Abstract Background Children in resource-limited countries are more likely to die from treatable conditions than those in higher resource settings due to a lack of the right essential medicine at the right time. Globally millions of children die every year from conditions that could be treatable with existing medicines before they reach their fifth birthday. This study aimed in assessing the availability and affordability of essential medicine for children in selected health facilities of southern nations, nationalities, and peoples’ regions (SNNPR), Ethiopia. Method A medicine outlets-based cross-sectional study was conducted to assess the availability, affordability, and prices of the 30 selected essential medicines (EMs) for children in 30 public and 30 private medicine outlets in SNNPR from March 29 to May 5, 2019, applying WHO and Health Action International (HAI) tools. Availability was expressed as the percentage of sampled medicine outlets per sector that the surveyed medicine was found on the day of data collection. The amount of daily wages required for the lowest-paid government unskilled worker (LPGW) to buy one standard treatment of an acute condition or treatment for a chronic condition for a month was used to measure affordability and median price ratio for the price of EMs. The results Availability varied by sector, type of medication, and level of health facilities. The average availability of EM was 57.67% for the public sector and 53.67% for the private sector. Ceftriaxone, SOR, zinc sulfate, and cotrimoxazole were the most widely available types of medications in the two sectors.
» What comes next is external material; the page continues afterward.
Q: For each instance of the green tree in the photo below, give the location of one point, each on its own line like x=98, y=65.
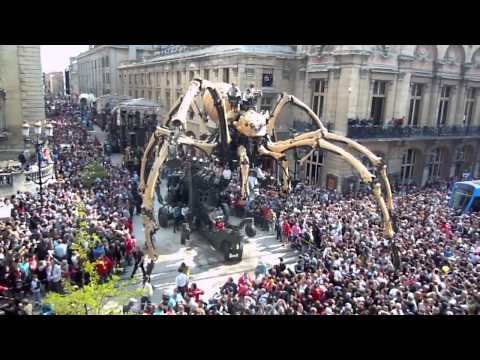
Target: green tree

The median price ratios (MPR) for the cheapest drugs LP were 1.26 and 2.24 times higher than their International Reference Price (IRP) in the public and private sectors respectively. Eighty-two percent of LP medicines in the public and 91 % of LP medicines in the private sectors used in the treatments of prevalent common conditions in the region were unaffordable as they cost a day’s or more wages for the LPGW. Conclusion Availability, affordability, and price are determinant pre-requisite for EMs access. According to the current work, although fair availability was achieved, the observed high price affected affordability and hence access to EMs.